Пожалуйста, расскажите.
Хорошо. Мне однажды пришло в голову — когда я разглядывал разноцветные корешки переводов «Лолиты» на языки, которых не знаю, — на японский, финский или арабский, что список неизбежных промахов в этих пятнадцати или двадцати вариантах составит, если их собрать, более толстую книгу, чем сама «Лолита». Я проверил французский перевод, который был в общем очень хорош, но он изобиловал бы неизбежными ошибками, если бы я их не исправил. Но что мог, я сделать с португальским или ивритом, или датским? Тогда я представил себе нечто другое. Я представил, как в каком-то отдаленном будущем кто-то возьмет да и издаст русскую версию «Лолиты». Я настроил свой внутренний телескоп на ту точку в отдаленном будущем и увидел, что каждый абзац, и без того полный ловушек, может подвергнуться уродливому в своей неверности переводу. В руках вредоносного ремесленника русская версия «Лолиты» была бы полностью унижена и перелатана вульгарными пересказами и ошибками. Поэтому я решил перевести ее сам. Сейчас у меня готово около шестидесяти страниц.
Работаете ли вы сейчас над каким-нибудь новым проектом?
Хороший вопрос, как говорят в таких случаях в телепередачах. Я только что закончил правку последней корректуры моей; книги о «Евгении Онегине» Пушкина — четыре толстых томика, которые должны выйти в этом году в Болингеновской серии; сам перевод стихотворного текста занимает малую часть первого тома. Остальная часть этого тома и тома второй, третий и четвертый содержат обширный комментарий. Этот опус обязан своим рождением замечанию, которое сделала мимоходом моя жена в 1950 — в ответ на высказанное мной отвращение к рифмованному переложению «Евгения Онегина», каждую строчку которого мне приходилось исправлять для моих студентов — «Почему бы тебе самому не сделать перевод?» И вот результат. Потребовалось примерно десять лет труда. Только карточек скопилось около 5000, в трех длинных коробках из-под ботинок; вон там на полке. Мой перевод, естественно, дословный, буквальный, подстрочник.

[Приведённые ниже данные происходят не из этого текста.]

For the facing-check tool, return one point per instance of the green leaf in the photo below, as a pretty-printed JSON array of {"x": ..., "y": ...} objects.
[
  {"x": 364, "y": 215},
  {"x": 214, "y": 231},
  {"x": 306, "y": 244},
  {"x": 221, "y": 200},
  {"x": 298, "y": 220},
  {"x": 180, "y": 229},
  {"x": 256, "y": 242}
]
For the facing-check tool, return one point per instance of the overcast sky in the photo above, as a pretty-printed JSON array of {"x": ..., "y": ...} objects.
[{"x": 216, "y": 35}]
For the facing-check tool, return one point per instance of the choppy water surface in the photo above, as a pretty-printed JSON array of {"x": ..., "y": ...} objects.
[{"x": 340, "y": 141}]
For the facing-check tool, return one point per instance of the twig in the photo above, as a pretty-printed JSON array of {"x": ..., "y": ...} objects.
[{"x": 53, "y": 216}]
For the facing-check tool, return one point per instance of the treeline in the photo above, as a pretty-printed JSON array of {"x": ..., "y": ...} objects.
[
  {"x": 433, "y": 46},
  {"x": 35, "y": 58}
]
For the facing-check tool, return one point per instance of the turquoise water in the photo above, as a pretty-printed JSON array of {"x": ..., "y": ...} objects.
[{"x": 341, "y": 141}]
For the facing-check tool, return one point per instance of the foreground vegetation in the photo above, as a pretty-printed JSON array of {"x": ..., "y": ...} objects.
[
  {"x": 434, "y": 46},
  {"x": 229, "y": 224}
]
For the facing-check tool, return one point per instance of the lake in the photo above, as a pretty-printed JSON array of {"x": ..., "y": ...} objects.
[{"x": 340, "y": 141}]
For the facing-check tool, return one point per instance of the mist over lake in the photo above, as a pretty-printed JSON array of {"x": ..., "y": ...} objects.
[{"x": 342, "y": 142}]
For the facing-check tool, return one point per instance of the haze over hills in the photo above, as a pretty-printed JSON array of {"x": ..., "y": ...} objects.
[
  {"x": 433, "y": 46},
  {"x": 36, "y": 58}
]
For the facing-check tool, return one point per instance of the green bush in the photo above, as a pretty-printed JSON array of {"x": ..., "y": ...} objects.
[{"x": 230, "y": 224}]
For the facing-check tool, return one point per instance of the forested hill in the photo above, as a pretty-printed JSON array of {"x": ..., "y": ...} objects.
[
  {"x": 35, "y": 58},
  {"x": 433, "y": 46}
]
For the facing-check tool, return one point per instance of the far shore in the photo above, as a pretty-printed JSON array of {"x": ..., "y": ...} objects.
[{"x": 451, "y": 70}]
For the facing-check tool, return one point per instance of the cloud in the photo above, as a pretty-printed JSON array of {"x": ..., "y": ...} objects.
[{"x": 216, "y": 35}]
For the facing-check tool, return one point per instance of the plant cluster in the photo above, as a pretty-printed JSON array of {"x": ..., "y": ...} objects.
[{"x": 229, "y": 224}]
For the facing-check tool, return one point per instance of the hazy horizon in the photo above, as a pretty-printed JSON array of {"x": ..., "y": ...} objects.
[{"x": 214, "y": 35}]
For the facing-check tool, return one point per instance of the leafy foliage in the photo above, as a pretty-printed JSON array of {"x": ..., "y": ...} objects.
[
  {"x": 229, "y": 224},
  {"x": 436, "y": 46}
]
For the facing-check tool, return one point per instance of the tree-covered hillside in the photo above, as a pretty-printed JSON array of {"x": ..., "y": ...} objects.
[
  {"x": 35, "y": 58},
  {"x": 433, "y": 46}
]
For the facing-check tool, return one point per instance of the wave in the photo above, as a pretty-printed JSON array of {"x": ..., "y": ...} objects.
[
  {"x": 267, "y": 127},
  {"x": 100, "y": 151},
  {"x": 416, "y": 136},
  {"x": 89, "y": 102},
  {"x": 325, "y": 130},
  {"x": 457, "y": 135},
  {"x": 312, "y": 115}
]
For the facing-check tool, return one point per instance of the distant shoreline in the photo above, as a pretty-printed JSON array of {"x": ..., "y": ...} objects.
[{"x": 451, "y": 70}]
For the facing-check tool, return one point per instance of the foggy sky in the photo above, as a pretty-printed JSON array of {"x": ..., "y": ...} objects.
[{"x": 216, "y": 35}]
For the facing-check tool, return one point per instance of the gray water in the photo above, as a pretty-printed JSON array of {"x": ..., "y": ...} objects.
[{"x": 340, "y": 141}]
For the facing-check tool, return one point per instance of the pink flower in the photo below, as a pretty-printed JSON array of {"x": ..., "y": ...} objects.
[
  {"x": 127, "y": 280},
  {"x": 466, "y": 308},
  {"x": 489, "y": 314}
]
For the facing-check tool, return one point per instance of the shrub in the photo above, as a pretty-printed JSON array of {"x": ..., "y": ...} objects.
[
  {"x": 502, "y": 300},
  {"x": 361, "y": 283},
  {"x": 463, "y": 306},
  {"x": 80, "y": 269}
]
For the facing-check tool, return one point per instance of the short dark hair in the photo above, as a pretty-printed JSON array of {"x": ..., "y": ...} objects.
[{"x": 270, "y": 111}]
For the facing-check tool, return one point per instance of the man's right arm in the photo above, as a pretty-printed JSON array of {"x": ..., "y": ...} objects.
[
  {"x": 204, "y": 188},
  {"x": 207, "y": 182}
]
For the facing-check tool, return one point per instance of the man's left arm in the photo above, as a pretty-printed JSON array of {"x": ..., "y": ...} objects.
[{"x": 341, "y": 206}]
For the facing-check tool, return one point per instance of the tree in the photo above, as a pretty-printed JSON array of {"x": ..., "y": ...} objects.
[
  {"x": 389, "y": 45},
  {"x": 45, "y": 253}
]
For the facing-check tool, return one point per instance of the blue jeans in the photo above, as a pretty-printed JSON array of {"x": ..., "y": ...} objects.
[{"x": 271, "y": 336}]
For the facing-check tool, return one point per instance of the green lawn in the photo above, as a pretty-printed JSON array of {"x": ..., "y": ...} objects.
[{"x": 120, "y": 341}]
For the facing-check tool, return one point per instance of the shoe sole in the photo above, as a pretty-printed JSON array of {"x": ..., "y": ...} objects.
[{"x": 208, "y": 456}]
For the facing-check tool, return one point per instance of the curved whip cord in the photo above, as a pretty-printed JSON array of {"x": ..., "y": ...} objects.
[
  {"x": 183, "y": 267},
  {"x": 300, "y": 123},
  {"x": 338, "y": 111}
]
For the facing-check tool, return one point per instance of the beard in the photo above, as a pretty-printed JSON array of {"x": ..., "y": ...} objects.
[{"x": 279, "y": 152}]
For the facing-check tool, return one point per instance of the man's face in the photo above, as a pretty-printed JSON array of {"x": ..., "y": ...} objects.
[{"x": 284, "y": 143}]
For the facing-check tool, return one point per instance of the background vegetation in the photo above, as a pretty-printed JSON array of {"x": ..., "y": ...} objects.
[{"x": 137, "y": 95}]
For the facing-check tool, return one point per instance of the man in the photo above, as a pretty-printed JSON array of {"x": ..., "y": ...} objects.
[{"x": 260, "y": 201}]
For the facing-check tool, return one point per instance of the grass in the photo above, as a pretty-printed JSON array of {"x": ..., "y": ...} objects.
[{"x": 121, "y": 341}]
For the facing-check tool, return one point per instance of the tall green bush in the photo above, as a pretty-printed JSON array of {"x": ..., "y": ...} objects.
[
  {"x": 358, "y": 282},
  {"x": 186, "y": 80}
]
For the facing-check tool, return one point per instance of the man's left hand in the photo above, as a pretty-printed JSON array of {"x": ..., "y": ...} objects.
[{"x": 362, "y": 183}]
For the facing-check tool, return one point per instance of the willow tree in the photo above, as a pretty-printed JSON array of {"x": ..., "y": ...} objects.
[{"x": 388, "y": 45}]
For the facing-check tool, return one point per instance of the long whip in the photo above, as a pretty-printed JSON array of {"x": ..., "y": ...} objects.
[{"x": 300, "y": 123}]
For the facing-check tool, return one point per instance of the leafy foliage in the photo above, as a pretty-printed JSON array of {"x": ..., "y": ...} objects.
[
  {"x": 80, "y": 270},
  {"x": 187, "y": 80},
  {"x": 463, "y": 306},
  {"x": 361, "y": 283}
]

Ради точности я пожертвовал всем: грациозностью, музыкальностью, ясностью, хорошим вкусом, современным языком и даже грамматикой.
Имея в виду признаваемые вами недостатки, каких отзывов вы ждете на книгу?
Я действительно не читаю критических отзывов о себе с каким-то особенным рвением или вниманием, если только они не являются шедеврами остроумия и проницательности — что время от времени случается. И я никогда их не перечитываю, хотя моя жена все это собирает и хотя, может быть, я использую осколки наиболее уморительных откликов на «Лолиту», чтобы однажды написать краткую историю злоключений нимфетки. Я, впрочем, очень ясно помню некоторые нападки русских эмигрантских критиков, которые писали о моих первых романах тридцатилетней давности. Не то чтобы я был тогда более раним, но моя память точно была более емкой и восприимчивой, и я сам был рецензентом. В 1920-х в меня вцепился некий Мочульский{157}, который никак не мог переварить мое совершенное равнодушие к организованному мистицизму, религии, церкви — любой церкви. Были другие критики, которые не могли простить мне, что я держусь в стороне от литературных «движений», что я не выставлял напоказ «angoisse»[70], которой они ожидали от поэтов, и за то, что я не принадлежал ни к одной из этих поэтических групп, которые предавались коллективному вдохновению в задних комнатах парижских кафе. Был еще занятный случай Георгия Иванова{158}, хорошего поэта, но грубого критика. Я не был знаком ни с ним, ни с его женой, литераторшей Ириной Одоевцевой{159}, но однажды в конце 1920-х или в начале 1930-х, в то время когда я писал регулярные книжные обзоры для одной эмигрантской газеты в Берлине, она прислала мне из Парижа экземпляр своего романа с лукавой надписью «Спасибо за „Короля, даму, валета“» — что я волен был понимать как «Спасибо, что написали эту книгу», но что могло также устроить ей алиби: «Спасибо, что послали мне эту книгу», хотя я никогда ничего ей не посылал. Ее книга оказалась прискорбно банальной, и я сказал так в краткой и злой рецензии. Иванов отплатил крайне личной статьей обо мне и моих книгах. Возможность давать выход или выдавливать дружеские или враждебные чувства посредством литературной критики — это то, что делает это искусство таким скользким.
Говорят, что вы сказали: мои излюбленные занятия — самые сильные из наслаждений, известных человеку: бабочки и писательство. Можно ли их в чем-то сравнить?